Experts analyze that the Chinese Communist fiscal system has long “concealed” debt risks, leading to the corporatization of government functions and the financialization of corporate debt. The recent measures introduced by the Chinese Communist regime, such as “financing to support the bottom,” are seen as superficial solutions that are unlikely to address the root causes.
The amount of China’s debt has long been a mystery. According to estimates by the International Monetary Fund (IMF) and international statistical agencies, Chinese government debt reached $18.7 trillion in 2025, accounting for 96% of China’s GDP (approximately $19.5 trillion).
A recent article by Canadian research institution Visual Capitalist stated that China’s debt data exceeded the European Union’s $17.6 trillion for the first time, highlighting the rapid growth in China’s borrowing scale over the past two decades.
In 2008 during the financial crisis, China’s debt was only $1.2 trillion, while the U.S. government debt was $10.9 trillion, equivalent to the EU’s $10.7 trillion. However, by 2025, U.S. debt had surged to $38.3 trillion, growing at around 7.7% annually; the EU’s debt was $17.6 trillion, growing at 3.0% annually.
Meanwhile, China’s debt increased from $1.2 trillion at a rate of around 17% per year to reach $18.7 trillion in 2025, far surpassing the growth rates of Europe and the United States.
However, according to a budget draft report released by Xinhua News Agency on March 6, by the end of 2025, the total debt balance was around 96.05 trillion yuan (approximately $13 trillion), with national debt balance about 41.23 trillion yuan and local government debt balance about 54.82 trillion yuan.
Regarding the discrepancy of about $5 trillion between the two debt data in China, Sun Guoxiang, a professor at South China University of International Affairs and Business Department, stated to Diyi Epoch, “The two sets of numbers, taken together, do not focus on who is right or wrong, but rather show different levels of truth. Official data tells us how much the government has officially borrowed, while the other tells us how much the market believes the government might ultimately have to clean up.”
“The nearly 30 percentage points difference indicates that the real fiscal pressure in China cannot be assessed solely by looking at the visible debts within the central and local government budgets, but rather by considering quasi-fiscal activities, off-balance sheet financing, and the role of platform companies.”

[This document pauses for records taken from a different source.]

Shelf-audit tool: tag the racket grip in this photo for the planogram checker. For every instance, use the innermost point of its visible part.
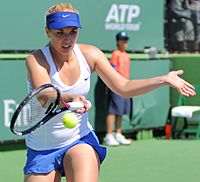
(75, 105)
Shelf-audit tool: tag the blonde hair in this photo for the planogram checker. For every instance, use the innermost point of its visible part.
(61, 8)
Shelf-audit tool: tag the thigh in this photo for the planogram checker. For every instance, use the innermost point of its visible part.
(53, 176)
(81, 163)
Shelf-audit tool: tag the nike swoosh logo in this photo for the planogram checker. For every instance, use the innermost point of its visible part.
(64, 16)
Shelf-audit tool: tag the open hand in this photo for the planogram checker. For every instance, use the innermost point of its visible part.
(181, 85)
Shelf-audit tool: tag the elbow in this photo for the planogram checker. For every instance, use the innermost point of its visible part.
(124, 93)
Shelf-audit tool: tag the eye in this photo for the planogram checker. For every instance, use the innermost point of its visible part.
(73, 32)
(59, 33)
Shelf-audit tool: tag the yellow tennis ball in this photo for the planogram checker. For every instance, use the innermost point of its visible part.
(69, 120)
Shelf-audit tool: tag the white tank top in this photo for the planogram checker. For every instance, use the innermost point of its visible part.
(54, 134)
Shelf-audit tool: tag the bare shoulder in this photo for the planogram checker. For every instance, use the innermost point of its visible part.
(37, 59)
(92, 54)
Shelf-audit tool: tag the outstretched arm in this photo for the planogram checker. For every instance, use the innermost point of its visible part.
(129, 88)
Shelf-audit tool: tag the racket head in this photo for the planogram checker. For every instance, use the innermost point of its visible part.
(33, 111)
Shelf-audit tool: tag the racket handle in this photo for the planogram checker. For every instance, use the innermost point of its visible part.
(75, 105)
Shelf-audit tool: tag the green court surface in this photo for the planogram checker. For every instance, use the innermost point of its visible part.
(142, 161)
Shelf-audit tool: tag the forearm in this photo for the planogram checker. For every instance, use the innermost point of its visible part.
(138, 87)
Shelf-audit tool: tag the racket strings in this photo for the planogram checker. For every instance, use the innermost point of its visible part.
(36, 109)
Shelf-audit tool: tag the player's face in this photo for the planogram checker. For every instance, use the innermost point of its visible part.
(63, 40)
(122, 44)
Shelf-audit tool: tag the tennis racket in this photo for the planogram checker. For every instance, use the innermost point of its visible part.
(38, 107)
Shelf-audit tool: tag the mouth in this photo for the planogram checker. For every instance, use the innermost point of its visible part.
(66, 46)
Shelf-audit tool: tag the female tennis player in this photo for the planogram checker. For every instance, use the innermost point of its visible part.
(53, 150)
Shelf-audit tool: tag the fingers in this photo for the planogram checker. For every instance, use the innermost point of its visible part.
(82, 99)
(187, 90)
(179, 72)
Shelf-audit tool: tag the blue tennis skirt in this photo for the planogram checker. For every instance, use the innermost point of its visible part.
(45, 161)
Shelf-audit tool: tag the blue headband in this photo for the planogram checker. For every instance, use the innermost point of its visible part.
(61, 20)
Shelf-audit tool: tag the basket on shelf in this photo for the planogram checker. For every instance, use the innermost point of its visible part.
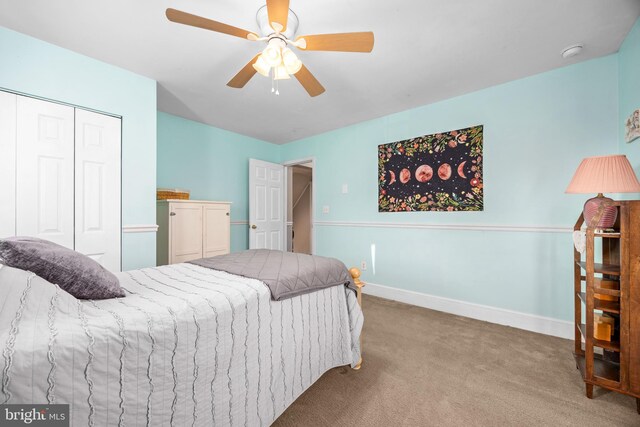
(172, 193)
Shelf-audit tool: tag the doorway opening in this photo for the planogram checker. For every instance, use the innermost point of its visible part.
(299, 212)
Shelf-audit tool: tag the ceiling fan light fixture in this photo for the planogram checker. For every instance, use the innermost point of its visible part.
(261, 66)
(272, 54)
(293, 67)
(280, 73)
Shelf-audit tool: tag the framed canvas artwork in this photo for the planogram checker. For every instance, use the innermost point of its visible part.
(439, 172)
(633, 126)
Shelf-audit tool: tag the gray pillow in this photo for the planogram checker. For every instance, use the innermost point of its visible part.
(77, 274)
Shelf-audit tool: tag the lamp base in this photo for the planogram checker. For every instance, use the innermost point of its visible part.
(598, 212)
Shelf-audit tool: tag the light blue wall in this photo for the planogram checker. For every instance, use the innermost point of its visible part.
(629, 84)
(212, 163)
(536, 132)
(33, 67)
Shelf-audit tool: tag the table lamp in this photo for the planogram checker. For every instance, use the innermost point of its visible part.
(603, 174)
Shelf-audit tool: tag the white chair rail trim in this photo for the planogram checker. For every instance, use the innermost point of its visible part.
(464, 227)
(141, 228)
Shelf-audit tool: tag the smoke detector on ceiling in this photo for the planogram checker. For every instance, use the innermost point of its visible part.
(572, 50)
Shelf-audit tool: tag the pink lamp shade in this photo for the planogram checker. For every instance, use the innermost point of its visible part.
(603, 174)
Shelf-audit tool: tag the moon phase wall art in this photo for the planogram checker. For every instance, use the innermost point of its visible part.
(439, 172)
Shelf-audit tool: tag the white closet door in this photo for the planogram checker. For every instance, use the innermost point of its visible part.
(7, 164)
(97, 185)
(44, 181)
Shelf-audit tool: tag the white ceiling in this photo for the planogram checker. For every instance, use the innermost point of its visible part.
(425, 51)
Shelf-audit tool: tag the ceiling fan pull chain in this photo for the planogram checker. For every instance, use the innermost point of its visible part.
(272, 79)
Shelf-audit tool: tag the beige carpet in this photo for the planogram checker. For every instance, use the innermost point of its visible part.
(427, 368)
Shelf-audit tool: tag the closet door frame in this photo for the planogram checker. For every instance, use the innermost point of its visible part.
(12, 195)
(8, 114)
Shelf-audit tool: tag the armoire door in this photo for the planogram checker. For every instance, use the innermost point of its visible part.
(97, 187)
(45, 169)
(185, 225)
(7, 164)
(217, 230)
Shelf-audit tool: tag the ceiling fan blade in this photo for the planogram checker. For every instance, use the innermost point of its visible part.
(278, 11)
(208, 24)
(341, 42)
(242, 78)
(310, 83)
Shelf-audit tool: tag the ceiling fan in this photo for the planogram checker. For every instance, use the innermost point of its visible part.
(278, 25)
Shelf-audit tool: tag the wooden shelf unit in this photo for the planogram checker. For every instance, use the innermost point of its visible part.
(620, 262)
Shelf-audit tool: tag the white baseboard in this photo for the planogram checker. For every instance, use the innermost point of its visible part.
(501, 316)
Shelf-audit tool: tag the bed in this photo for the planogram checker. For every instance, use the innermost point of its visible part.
(188, 345)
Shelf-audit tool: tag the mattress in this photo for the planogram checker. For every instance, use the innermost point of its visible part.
(187, 346)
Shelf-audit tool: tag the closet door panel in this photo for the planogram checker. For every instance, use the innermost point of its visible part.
(217, 230)
(97, 186)
(185, 225)
(45, 170)
(7, 164)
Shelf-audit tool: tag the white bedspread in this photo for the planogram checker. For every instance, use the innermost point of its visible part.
(188, 346)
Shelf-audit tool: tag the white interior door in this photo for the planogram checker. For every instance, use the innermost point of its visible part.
(266, 205)
(44, 182)
(7, 164)
(185, 225)
(97, 187)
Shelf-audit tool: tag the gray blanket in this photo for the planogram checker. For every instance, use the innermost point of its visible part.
(287, 274)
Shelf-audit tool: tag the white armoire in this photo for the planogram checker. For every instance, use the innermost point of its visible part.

“Unlike the US and Europe, China’s debt is heavily camouflaged within its system,” Sun Guoxiang said, explaining that many expenditures and investment demands originally belonged to local governments but are frequently undertaken through local financing platforms and various off-balance sheet funds. Thus, it appears that companies are borrowing money, but in reality, it is often the government spending.
“These debts may not necessarily appear on the government’s balance sheet, but the risks often circle back to the government.”
In 2026, the IMF explicitly included China’s local government financing platforms (LGFVs) and other off-balance sheet government funds in the “national debt” statistics. Sun Guoxiang believes that, “This is akin to piercing the veil; while some debts may not wear official clothes, they have already been waiting at the government’s door to report in.”